Laryngeal carcinoma and laryngeal papilloma are the most commonly encountered tumorous lesions in the larynx. Herein, we report a case of the mass arising from the left vocal cord in a 49-year-old Japanese man. Endoscopic examination suggested that the mass is a tumor such as carcinoma and papilloma. Pathological examination showed that the specimen demonstrated actinomycosis in the left vocal cord. Although vocal cord actinomycosis is extremely rare, the otolaryngologist should recognize this condition during the inspection of the larynx.

1. Introduction

Laryngeal carcinoma and laryngeal papilloma are the most commonly encountered tumorous lesions in the larynx. Actinomycosis is a disease that is mainly caused by Actinomyces israelii. Actinomyces israelii is an anaerobic, Gram-positive organism that is normally present in the oral cavity. Clinical manifestation mainly occurs in one of three forms: cervicofacial, abdominal-pelvic, or pulmonary actinomycosis. However, the actinomycosis of the larynx is very rare. Here, we report a case of primary vocal cord actinomycosis mimicking a laryngeal tumor.

2. Case Report

Approximately one year ago, a 49-year-old Japanese man came for treatment with the complaint of his hoarseness of voice for 2 years. He had no fever, odynophagia, weight loss, or dysphagia. There was no history of any operation in head and neck, and he had diabetes mellitus and dental caries. Laryngoscopy showed a mass of surface irregularity in the anterior one-third part of the left vocal cord (Figure 1). The rest of larynx and hypopharynx were normal. Examination of the neck revealed no lymphadenopathy. Laboratory investigation including complete hemogram, erythrocyte sedimentation rate, renal function tests, and liver function tests was within normal limits. The value of HbA1c was 6.1. Serological tests for HIV, HbsAg, and HCV RNA were negative. His chest roentgenogram was normal. The patient underwent direct laryngoscopy, and the mass was excised from the left vocal cord. In histopathological examination, the biopsy material revealed actinomycosis with vocal nodule (Figure 2). An infectious disease consultation was obtained, and the patient started treatment with amoxicillin-clavulanate 625 mg orally three times a day for 8 weeks. During the 2 months of treatment, the vocal cords and other laryngeal structures were observed to be normal.

3. Discussion

Actinomycosis in human involves most commonly (60~70%) the cervicofacial region and is most commonly due to the Actinomyces israelii. Actinomyces israelii is a commensal saprophyte of the normal oral flora [14]. Trauma, for example, tooth extraction, caries, and dental manipulation, causes disruption of the normal mucosa and predisposes to infection. Debilitating and immunosuppressing factors like diabetes, pregnancy, steroid therapy, or cancer are the other predisposing factors. Differentiating diagnosis includes carcinoma, abscess, congenital anomalies, tuberculosis, fungal diseases, and osteomyelitis. Because of its complex preparation, actinomycosis may be termed “the masquerader of the head and neck.”

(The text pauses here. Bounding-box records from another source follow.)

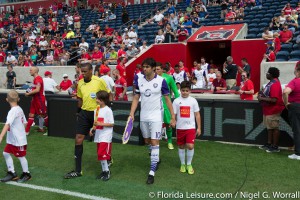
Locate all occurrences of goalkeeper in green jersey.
[156,62,180,149]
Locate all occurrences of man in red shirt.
[211,71,227,91]
[92,47,103,66]
[279,25,293,43]
[283,66,300,160]
[25,67,48,135]
[176,25,189,42]
[59,74,73,91]
[0,47,6,67]
[257,67,284,153]
[73,12,81,29]
[112,69,128,101]
[116,57,126,79]
[239,71,254,100]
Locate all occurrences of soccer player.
[112,69,128,101]
[0,90,31,183]
[90,91,114,181]
[129,58,176,184]
[156,62,180,150]
[65,63,112,179]
[173,81,201,174]
[25,67,48,135]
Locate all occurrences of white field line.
[6,181,109,200]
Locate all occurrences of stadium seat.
[276,51,289,60]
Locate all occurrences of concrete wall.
[0,65,116,88]
[260,60,296,87]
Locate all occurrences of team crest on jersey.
[144,89,152,97]
[90,92,96,99]
[196,29,234,40]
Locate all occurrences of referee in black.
[65,63,112,179]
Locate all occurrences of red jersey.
[240,80,254,100]
[32,76,45,102]
[59,80,73,90]
[116,64,126,78]
[167,67,175,76]
[0,51,6,62]
[262,79,284,115]
[92,51,103,59]
[115,77,128,101]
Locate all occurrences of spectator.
[176,25,189,42]
[154,29,165,44]
[6,65,17,89]
[5,51,18,66]
[43,71,61,94]
[223,56,238,89]
[279,25,293,43]
[169,13,178,31]
[0,47,6,67]
[239,71,254,100]
[257,67,284,153]
[79,38,89,51]
[140,40,148,52]
[262,27,273,40]
[164,24,175,43]
[128,27,138,44]
[285,15,298,33]
[211,71,227,91]
[221,0,228,19]
[59,74,72,91]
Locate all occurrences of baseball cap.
[44,71,52,76]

Laryngeal actinomycosis is quite rare. A review of the literature reveals that actinomycosis of the larynx is often associated with an underlying history of squamous cell carcinoma of the larynx and therapeutic radiation therapy [5]. An underlying history of systemic lupus erythematosus (SLE) and immunosuppression after renal transplantation has also been reported [6]. Here, we report a case of laryngeal actinomycosis without any the above mentioned underlying diseases. Laryngeal carcinoma and laryngeal papilloma are the most commonly encountered tumorous lesions in the larynx. Although actinomycosis arising from the vocal cord is extremely rare [7], we should consider this entity in the differential diagnosis of tumor and tumor-like lesions of the vocal cord.

The pathogenesis of laryngeal actinomycosis is not clear. Why the microorganism, which is normally present in the mouth, should became pathogenic is poorly understood. Poor local hygiene, local tissue damage, diabetes mellitus, immune suppression, and malnutrition are suggested predisposing factors [8]. Therefore, we postulate that in our patient dental caries and/or diabetes mellitus may cause disruption of the normal mucosal barrier and lead to infection.

In summary, we describe an additional case of vocal cord actinomycosis in this paper.

Conflict of Interests

The authors declare that they have no conflict of interests.

A written consent was obtained from the patient for submission of this paper.